The use of this technology offers several benefits:

  • Improved user experience: Personalized responses and tailored interactions can be provided to individual speakers, enhancing the overall user experience.
  • Enhanced security: By accurately identifying speakers, the method improves the security of voice-controlled devices and access control systems, preventing unauthorized access.
  • Efficient call center analytics: The method enables better analysis and monitoring of customer interactions in call centers, leading to improved customer service and support.


Original Abstract Submitted

A method includes obtaining audio data and identifying an utterance of a wake word or phrase in the audio data. The method also includes generating an embedding vector based on the utterance from the audio data and accessing a set of previously-generated vectors representing previous utterances of the wake word or phrase.
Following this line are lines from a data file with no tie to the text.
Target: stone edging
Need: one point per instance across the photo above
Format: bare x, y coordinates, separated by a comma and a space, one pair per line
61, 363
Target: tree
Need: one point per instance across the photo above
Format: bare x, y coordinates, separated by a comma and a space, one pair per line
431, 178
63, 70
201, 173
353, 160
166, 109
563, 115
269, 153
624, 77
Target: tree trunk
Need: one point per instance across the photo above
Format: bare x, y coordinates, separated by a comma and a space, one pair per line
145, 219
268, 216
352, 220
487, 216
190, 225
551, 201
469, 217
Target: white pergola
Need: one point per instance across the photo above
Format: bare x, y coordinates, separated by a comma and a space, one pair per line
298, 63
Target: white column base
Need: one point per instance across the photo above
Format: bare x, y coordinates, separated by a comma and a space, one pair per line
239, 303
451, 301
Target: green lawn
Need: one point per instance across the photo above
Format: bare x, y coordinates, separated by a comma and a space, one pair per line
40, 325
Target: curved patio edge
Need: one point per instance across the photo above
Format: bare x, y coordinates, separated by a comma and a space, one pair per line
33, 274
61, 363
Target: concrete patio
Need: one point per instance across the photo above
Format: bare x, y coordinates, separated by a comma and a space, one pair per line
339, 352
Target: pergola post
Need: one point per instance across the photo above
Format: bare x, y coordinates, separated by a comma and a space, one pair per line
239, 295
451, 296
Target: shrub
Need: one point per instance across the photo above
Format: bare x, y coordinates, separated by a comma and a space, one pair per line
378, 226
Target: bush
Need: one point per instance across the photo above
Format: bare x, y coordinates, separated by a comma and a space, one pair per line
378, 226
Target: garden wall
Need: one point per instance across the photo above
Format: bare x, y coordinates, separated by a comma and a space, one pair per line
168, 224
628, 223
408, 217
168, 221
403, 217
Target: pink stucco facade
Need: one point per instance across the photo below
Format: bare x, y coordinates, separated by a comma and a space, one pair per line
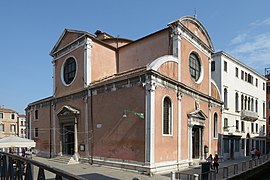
113, 111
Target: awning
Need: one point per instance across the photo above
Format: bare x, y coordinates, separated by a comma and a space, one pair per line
15, 141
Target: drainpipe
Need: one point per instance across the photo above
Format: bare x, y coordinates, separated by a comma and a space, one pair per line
92, 128
51, 130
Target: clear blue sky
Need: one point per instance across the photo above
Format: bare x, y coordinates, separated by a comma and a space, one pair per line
29, 29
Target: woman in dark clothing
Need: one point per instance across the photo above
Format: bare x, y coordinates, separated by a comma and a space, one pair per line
216, 164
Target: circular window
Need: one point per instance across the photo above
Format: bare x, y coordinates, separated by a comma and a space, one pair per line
194, 67
69, 70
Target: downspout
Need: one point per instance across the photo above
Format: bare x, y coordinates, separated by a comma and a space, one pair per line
51, 130
92, 127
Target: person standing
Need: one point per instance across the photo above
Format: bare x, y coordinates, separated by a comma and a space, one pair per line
210, 160
216, 164
258, 153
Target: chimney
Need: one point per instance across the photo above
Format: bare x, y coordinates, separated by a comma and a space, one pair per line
102, 35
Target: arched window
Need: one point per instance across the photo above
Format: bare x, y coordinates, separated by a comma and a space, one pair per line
194, 66
236, 102
252, 104
167, 116
215, 125
225, 98
69, 70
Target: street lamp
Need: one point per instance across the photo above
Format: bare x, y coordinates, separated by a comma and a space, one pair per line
140, 115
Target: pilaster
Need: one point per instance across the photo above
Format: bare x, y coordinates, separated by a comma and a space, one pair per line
176, 38
87, 61
179, 137
150, 87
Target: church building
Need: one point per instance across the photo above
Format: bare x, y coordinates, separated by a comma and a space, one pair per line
148, 104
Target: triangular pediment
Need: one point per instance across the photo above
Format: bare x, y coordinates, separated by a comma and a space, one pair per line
199, 114
66, 38
67, 111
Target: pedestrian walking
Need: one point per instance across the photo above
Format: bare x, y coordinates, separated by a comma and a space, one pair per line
216, 164
210, 160
258, 153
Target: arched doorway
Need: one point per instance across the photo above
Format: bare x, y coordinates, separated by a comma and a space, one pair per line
68, 120
247, 144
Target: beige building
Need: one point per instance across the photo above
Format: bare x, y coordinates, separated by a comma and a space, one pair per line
8, 122
147, 104
21, 126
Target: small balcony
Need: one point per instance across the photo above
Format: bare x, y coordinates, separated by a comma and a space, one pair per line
249, 115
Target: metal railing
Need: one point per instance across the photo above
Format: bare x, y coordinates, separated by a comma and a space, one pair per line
19, 168
226, 172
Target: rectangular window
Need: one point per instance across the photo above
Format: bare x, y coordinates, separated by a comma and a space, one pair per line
36, 114
12, 128
237, 124
242, 126
237, 145
213, 65
226, 146
36, 132
236, 72
250, 79
225, 66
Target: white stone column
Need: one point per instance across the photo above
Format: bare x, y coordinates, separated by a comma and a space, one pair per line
190, 126
54, 130
76, 154
86, 128
150, 122
179, 137
176, 38
87, 62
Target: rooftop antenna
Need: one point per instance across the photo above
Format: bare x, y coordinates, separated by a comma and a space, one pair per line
195, 13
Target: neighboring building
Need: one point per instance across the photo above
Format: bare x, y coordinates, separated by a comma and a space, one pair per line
267, 75
148, 104
22, 126
243, 119
8, 122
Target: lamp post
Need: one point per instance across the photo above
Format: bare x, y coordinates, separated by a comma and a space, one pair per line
140, 115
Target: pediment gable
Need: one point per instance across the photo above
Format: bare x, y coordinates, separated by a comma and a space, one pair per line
67, 111
198, 114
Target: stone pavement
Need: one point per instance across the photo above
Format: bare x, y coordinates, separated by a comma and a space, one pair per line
97, 172
228, 163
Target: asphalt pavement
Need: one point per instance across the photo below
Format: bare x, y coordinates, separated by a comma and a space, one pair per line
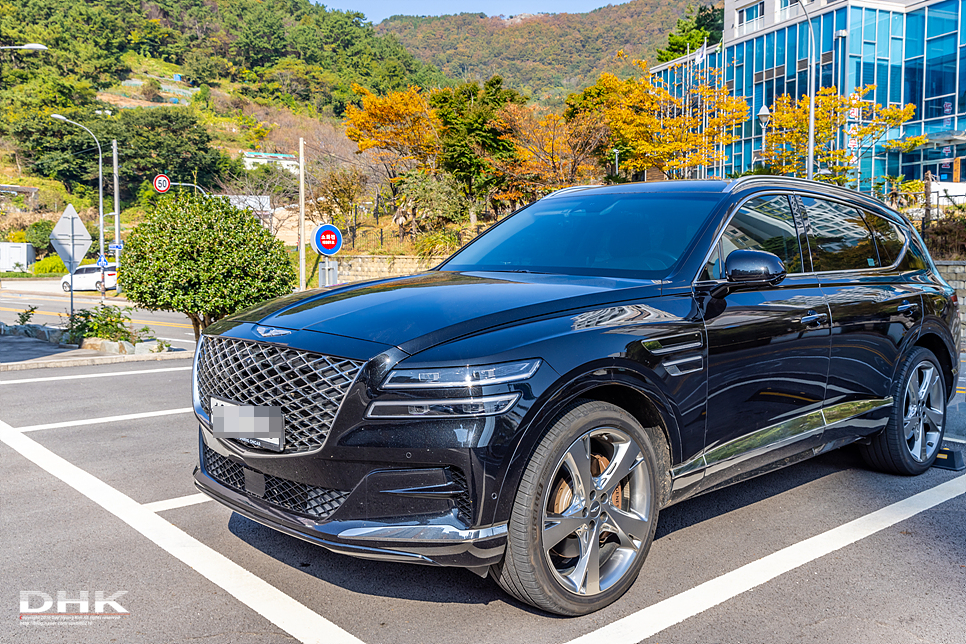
98, 498
53, 307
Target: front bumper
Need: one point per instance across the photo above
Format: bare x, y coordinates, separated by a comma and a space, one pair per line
438, 539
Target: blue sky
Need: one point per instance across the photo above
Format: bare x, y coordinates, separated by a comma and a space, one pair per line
378, 10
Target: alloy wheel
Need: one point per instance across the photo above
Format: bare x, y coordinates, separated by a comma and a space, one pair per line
595, 517
923, 411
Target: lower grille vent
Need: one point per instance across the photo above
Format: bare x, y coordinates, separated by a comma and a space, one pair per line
316, 502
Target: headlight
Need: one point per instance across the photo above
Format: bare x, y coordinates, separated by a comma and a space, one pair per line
474, 376
451, 408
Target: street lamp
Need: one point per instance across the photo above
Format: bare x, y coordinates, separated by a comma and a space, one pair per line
28, 47
764, 116
100, 191
810, 161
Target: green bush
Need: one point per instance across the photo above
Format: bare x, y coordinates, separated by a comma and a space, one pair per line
104, 321
49, 264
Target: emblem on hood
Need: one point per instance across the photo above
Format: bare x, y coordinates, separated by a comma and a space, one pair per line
270, 332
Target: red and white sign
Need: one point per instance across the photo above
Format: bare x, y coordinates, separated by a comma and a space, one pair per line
162, 183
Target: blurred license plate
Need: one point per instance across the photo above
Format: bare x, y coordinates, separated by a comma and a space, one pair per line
262, 427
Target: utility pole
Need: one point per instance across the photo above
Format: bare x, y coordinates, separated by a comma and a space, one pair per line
117, 217
301, 214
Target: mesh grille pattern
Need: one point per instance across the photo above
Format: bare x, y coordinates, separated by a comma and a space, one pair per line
309, 387
464, 506
316, 502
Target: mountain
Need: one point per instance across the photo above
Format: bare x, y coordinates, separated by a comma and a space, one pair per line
544, 55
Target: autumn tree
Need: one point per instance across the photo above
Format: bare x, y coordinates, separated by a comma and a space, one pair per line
401, 128
786, 150
653, 127
549, 151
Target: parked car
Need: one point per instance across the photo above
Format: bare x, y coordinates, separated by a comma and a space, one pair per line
88, 278
527, 408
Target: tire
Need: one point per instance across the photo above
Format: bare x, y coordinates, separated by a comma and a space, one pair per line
909, 443
580, 570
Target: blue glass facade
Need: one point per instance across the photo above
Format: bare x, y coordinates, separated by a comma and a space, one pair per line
913, 56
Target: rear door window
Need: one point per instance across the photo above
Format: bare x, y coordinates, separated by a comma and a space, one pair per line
888, 238
838, 237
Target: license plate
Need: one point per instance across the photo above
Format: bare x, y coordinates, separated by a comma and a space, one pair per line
262, 427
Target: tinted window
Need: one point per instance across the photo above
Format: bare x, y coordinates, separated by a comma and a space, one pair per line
838, 237
765, 223
712, 270
614, 234
888, 239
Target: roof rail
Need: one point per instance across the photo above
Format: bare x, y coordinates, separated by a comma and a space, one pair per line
569, 189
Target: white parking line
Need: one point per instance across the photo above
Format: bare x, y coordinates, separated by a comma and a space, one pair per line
93, 375
268, 601
652, 620
106, 419
180, 502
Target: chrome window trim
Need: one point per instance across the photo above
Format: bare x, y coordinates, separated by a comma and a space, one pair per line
862, 211
724, 226
799, 193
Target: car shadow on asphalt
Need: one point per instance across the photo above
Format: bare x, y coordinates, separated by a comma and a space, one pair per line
378, 578
453, 585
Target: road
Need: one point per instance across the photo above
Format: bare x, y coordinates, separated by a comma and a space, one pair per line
53, 309
98, 496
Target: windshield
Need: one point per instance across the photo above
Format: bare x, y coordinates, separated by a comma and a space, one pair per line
641, 235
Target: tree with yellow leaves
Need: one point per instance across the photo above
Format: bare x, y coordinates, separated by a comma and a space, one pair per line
786, 143
401, 128
653, 127
549, 151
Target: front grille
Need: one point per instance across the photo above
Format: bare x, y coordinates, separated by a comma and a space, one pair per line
464, 506
309, 387
316, 502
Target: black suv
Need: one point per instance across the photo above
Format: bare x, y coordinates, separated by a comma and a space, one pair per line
526, 408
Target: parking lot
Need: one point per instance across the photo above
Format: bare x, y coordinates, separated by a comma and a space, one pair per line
98, 497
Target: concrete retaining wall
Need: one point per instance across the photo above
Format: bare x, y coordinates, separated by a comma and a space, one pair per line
356, 268
955, 273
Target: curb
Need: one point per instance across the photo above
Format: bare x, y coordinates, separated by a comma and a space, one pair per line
86, 362
61, 294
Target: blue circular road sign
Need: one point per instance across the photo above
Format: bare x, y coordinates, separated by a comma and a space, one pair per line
327, 239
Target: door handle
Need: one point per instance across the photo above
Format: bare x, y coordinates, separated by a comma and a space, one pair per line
907, 307
813, 317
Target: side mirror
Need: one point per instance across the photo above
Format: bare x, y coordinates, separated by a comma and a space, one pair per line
749, 268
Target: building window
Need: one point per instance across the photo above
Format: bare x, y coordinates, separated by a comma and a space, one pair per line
750, 19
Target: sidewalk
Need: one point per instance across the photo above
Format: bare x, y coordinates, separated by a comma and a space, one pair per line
19, 352
26, 286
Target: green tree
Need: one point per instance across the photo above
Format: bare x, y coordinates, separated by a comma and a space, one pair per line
38, 234
468, 113
687, 36
205, 258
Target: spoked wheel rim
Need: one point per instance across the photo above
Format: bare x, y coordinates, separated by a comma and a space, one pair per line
596, 515
923, 412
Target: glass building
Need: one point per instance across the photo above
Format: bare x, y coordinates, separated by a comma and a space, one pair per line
913, 52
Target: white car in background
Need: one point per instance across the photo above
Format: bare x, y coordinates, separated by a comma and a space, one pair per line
88, 278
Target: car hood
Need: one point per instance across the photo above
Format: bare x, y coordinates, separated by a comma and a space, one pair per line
416, 312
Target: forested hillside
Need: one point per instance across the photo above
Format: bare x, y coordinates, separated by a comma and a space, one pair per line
272, 47
544, 54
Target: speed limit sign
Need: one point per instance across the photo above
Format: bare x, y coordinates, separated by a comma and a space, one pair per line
162, 183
The method further includes performing clustering on the embedding vector and the set of previously-generated vectors to identify a cluster including the embedding vector, where the identified cluster is associated with a speaker. The method also includes updating a speaker vector associated with the speaker based on the embedding vector and determining, using a speaker verification model, a similarity score between the updated speaker vector and the embedding vector. In addition, the method includes determining, based on the similarity score, whether a speaker providing the utterance matches the speaker associated with the identified cluster.